Reading the book as a collection of stories that are “willfully transgressive in a noncategorical way” did me no good at all. Notwithstanding that most of them were “transgressive,” when at all, in rather tepid and formally uninteresting ways, I simply was unable to understand what they shared in common that made them “interfictions.” The editors’ narrowing of focus to the contest between “realism” and genre fiction did allow me to reexamine the stories in this more concentrated light.
[…]
I am hard-pressed to understand how these characteristics of “interfiction” distinguish it from other, non-genre, “experimental” fiction that also “does interesting things with narrative and style” and “takes artistic chances.” Experimental fiction (which ultimately I would have to say is a part of “literary fiction,” representing its vanguard in exploring the edges of the literary) precisely “demands that you read it on its own terms” rather than according to pre-established conventions. If interfictions are just versions of experimental fiction, why coin this additional term to describe them? If there is some significant difference between interstitial and experimental fiction, something that has to do with genre, why not be more specific and delineate exactly what that is rather than fall back on the usual language about taking artistic chances, etc.?
[…]
Most of the rest are forgettable exercises conducted on what seem (to me) familiar science fiction/fantasy terrain. Some of them, such as Anna Tambour’s “The Shoe in SHOES’ Window” and Catherynne M. Valente’s “A Dirge for Prester John” are essentially unreadable, full of pretentious declamations substituting for narrative: “Truly, where chaos reigns, even at night, nonsense and evasion shine where people look for straightforwardness, but where they look for inspiration, something beyond the realm of daily existence, they are then shown only things, and who can feed his soul with that?” Too many of the stories, in fact, are like this, straining after Meaning where some “merely literary” formal and stylistic pleasures would go a long way toward deflating the pomposity.

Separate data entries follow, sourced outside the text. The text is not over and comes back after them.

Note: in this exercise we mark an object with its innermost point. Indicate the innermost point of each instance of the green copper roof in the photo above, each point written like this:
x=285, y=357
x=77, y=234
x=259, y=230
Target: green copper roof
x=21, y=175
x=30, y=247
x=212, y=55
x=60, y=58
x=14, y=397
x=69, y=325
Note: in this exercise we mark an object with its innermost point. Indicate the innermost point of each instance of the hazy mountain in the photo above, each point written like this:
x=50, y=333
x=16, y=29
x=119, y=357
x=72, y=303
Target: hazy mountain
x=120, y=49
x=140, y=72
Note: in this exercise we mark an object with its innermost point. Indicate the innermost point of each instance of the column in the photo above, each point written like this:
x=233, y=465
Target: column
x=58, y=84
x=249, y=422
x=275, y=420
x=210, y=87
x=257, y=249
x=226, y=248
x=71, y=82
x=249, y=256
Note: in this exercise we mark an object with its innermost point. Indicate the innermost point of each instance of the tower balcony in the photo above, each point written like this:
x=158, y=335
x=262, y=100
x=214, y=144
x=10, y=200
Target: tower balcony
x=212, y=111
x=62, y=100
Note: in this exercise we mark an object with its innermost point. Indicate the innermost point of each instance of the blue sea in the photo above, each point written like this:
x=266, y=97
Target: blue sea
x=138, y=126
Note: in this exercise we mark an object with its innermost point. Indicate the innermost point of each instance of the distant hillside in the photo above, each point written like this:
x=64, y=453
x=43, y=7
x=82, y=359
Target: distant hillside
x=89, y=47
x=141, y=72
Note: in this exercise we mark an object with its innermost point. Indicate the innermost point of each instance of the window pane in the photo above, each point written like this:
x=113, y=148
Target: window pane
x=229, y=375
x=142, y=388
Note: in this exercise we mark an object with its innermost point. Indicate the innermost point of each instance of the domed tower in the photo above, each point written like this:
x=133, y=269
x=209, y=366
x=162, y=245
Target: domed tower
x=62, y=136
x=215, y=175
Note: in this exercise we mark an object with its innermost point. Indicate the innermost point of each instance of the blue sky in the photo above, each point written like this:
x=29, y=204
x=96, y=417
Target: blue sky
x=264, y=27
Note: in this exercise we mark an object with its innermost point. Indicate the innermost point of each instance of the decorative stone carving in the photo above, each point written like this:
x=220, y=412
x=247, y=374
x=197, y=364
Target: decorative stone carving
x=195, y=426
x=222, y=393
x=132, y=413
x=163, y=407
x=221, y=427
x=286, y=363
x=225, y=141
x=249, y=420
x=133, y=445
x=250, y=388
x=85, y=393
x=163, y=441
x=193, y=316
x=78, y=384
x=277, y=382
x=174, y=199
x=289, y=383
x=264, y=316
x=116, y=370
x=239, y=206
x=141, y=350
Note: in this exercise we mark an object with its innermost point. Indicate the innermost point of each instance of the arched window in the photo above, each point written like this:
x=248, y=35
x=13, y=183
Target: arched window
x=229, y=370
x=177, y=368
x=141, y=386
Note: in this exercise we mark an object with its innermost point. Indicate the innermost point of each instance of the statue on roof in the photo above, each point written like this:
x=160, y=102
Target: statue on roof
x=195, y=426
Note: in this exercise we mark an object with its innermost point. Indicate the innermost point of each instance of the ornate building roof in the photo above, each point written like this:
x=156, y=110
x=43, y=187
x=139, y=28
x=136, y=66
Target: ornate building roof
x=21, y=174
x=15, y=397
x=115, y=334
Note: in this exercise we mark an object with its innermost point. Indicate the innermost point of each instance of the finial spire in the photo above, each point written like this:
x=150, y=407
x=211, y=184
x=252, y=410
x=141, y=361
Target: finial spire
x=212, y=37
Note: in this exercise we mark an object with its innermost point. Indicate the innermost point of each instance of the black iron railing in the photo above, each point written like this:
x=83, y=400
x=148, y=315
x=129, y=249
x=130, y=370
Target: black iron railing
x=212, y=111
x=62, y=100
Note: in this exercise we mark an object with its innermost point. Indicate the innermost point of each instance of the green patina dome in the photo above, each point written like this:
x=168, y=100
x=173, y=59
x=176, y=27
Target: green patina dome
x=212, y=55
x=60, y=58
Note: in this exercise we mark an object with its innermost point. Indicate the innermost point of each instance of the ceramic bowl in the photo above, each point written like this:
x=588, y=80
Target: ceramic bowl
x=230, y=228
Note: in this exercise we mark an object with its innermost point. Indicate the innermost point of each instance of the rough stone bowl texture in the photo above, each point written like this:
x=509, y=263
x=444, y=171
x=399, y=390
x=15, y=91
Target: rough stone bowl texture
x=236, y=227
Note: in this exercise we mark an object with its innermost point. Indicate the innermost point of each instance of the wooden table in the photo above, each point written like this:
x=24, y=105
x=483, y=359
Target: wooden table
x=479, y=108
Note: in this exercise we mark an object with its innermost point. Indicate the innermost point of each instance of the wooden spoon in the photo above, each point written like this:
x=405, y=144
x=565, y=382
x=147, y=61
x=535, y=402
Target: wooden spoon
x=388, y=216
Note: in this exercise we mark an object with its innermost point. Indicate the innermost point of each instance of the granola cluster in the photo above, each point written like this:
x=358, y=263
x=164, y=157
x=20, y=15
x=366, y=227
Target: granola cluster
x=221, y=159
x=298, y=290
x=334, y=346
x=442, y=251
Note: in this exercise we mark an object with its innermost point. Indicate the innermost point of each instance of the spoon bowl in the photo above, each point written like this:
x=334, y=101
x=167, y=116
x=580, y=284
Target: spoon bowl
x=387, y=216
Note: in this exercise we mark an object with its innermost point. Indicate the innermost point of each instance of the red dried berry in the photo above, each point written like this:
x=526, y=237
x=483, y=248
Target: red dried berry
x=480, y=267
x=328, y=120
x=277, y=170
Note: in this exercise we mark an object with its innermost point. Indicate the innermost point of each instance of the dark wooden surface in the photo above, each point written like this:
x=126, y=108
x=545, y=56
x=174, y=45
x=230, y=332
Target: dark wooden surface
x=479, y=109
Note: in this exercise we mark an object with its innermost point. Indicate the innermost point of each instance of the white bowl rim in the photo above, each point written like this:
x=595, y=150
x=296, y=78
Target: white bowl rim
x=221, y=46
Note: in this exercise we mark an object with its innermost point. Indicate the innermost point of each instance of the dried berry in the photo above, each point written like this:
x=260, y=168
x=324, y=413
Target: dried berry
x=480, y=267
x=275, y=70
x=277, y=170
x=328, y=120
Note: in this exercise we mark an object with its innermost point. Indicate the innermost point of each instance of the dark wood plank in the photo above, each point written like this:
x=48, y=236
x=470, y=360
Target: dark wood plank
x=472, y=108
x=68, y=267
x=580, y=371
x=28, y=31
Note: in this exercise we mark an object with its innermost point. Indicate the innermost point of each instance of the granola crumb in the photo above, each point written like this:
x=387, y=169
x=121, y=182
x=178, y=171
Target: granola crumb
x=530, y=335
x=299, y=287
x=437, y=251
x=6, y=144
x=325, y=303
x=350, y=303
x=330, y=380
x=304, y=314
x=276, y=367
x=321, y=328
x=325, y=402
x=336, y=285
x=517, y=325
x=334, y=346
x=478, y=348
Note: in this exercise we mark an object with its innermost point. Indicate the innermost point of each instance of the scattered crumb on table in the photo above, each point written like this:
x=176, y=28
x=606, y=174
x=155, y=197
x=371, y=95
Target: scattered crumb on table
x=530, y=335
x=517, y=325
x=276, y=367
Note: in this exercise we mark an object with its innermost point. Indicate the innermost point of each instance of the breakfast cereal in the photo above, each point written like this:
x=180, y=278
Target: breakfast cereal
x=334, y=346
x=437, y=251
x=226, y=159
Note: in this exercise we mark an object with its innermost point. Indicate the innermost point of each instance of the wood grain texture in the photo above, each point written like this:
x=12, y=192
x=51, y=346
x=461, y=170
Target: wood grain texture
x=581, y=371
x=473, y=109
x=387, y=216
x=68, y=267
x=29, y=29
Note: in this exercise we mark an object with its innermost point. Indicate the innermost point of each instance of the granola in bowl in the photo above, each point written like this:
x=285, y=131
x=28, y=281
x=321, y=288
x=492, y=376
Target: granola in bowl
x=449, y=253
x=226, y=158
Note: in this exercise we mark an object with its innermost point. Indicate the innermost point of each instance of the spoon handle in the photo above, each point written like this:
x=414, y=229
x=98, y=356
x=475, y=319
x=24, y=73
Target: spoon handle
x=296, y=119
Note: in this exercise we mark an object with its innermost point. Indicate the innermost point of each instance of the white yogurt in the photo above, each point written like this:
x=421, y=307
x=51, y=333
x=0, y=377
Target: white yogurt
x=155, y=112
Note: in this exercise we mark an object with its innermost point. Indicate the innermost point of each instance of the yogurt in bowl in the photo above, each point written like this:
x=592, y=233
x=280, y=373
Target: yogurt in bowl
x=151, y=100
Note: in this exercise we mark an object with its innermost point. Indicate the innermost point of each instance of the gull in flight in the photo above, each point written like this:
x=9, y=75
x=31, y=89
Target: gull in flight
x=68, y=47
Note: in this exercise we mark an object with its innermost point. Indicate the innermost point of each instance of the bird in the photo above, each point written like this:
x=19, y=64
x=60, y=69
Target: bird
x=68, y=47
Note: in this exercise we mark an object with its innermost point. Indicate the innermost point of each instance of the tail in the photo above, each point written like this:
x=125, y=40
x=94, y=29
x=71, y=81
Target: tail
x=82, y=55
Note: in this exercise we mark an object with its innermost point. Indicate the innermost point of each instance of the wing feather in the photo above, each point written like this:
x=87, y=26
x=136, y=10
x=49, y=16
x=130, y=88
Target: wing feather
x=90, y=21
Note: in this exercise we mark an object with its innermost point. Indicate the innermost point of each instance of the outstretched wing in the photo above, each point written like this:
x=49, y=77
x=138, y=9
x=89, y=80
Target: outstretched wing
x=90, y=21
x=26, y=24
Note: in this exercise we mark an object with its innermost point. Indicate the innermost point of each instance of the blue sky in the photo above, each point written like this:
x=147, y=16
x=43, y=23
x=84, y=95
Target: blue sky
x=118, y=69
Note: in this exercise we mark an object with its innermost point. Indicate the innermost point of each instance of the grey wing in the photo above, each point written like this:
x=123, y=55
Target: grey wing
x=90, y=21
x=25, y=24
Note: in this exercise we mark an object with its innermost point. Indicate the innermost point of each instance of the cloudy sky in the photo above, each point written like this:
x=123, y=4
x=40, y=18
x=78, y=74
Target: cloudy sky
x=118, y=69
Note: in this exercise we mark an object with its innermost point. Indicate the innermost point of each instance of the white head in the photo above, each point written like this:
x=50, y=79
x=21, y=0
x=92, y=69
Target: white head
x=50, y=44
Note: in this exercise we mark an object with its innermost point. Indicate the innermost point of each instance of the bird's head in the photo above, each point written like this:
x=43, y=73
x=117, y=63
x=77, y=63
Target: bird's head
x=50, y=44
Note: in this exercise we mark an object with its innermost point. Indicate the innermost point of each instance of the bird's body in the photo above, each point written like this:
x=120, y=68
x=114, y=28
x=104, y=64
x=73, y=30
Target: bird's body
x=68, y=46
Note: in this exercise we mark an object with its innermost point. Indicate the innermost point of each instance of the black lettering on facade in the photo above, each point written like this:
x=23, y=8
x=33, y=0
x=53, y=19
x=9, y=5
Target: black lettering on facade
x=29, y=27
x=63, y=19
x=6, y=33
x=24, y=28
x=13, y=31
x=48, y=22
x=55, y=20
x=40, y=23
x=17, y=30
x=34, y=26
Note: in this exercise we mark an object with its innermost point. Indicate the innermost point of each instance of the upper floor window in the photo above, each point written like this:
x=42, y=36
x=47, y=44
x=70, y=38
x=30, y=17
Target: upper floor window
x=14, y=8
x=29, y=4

EDIT: Oh, I can’t leave this post looking so straight-faced. The truth, though it’s both mean and childish of me, is that I find this review hilarious. Not because I think Dan’s being wrongheaded — I mean, I often do think Dan’s being wrongheaded, but I enjoy his posts and respect his thinking for all that, and in this case I haven’t read enough of the book to say whether I agree or disagree with his overall assessment of the anthology’s quality. (I’ve read about a third of the stories, and though none of them have blown me away, none of them have seemed a waste of space, either.) No, what I find entertaining is that the book has so comprehensively failed to explain itself, its argument and goals, to someone coming to it from outside genre circles. It’s all very well for those of us coming to it from the inside to instantly recognise that it’s of a piece with several other recent collections — Conjunctions 39, Feeling Very Strange, the Polyphony series, ParaSpheres, etc — but what Dan’s skewering makes so painfully clear is that that’s all it is: nice for us. Admittedly, most of the books I just listed had no other audience in mind, but a couple of them did, and Interfictions, it seems to me, had that audience in mind more than any of them. And it’s just left that audience baffled by the fuss, and I find that funny. (I may have been hanging out in these parts too long.)